Ministère de la Justice

Accès à l’Ecole Nationale de la Magistrature pour les personnes atteintes d’une longue maladie – Question n° 22779 : déposée au JO : 02/04/13

M. Philippe Noguès alerte Mme la garde des sceaux, ministre de la justice, sur l’injustice subie par les diabétiques pour intégrer l’École nationale de la magistrature. En effet, l’ordonnance n° 58-1270 du 22 décembre 1958 (article 16) indique que « les candidats doivent être reconnus indemnes ou définitivement guéris de toute affection donnant droit à un congé longue durée ». Les personnes diabétiques, qui, de par leur maladie, peuvent prétendre à un congé maladie longue durée sont donc de fait inéligibles à l’École nationale de la magistrature et ne peuvent exercer la profession de magistrat. Or l’alinéa 18 du préambule de la Constitution de 1946, qui fait partie intégrante de notre bloc de constitutionnalité, consacre le droit à l’accès de tous les citoyens à la fonction publique et ce n’est visiblement pas le cas aujourd’hui.
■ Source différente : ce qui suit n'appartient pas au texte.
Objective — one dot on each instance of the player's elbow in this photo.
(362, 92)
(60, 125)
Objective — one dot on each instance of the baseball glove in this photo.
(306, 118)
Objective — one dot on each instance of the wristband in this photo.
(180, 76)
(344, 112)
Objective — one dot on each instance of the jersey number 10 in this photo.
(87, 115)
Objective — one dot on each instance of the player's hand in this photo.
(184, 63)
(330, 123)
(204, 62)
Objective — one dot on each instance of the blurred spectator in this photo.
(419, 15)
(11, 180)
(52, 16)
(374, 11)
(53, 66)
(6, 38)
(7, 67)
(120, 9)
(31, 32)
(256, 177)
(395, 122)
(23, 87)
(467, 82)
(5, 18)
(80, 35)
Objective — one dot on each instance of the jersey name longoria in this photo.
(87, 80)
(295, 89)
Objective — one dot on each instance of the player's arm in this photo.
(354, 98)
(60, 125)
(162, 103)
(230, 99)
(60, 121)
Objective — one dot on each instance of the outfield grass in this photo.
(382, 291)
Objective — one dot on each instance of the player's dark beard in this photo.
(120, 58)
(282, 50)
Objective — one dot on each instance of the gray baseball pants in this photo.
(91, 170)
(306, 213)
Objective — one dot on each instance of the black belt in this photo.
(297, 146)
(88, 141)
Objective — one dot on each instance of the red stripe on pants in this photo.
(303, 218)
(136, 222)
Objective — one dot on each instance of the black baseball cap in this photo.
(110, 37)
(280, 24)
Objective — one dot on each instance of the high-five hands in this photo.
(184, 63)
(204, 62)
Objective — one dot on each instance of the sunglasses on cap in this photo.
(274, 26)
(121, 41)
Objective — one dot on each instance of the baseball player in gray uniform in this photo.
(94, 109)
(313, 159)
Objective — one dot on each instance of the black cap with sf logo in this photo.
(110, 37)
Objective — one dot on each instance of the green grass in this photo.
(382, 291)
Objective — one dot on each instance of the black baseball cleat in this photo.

Le diabète n’est pas une maladie rare et nous ne pouvons ignorer les avancées majeures des traitements visant à soigner cette pathologie. Il est aujourd’hui possible, pour une personne diabétique, de contrôler sa maladie. D’autre part, la profession de magistrat n’est pas une profession à risque et ne revêt pas d’enjeux majeurs de sécurité personnelle ou de sécurité d’autrui. Ainsi, cette disposition semble constituer une discrimination infondée et illégitime à l’égard des personnes diabétiques dans l’accès aux fonctions de magistrat. Il lui demande si des dispositions sont prévues pour que cette réglementation discriminatoire soit aménagée.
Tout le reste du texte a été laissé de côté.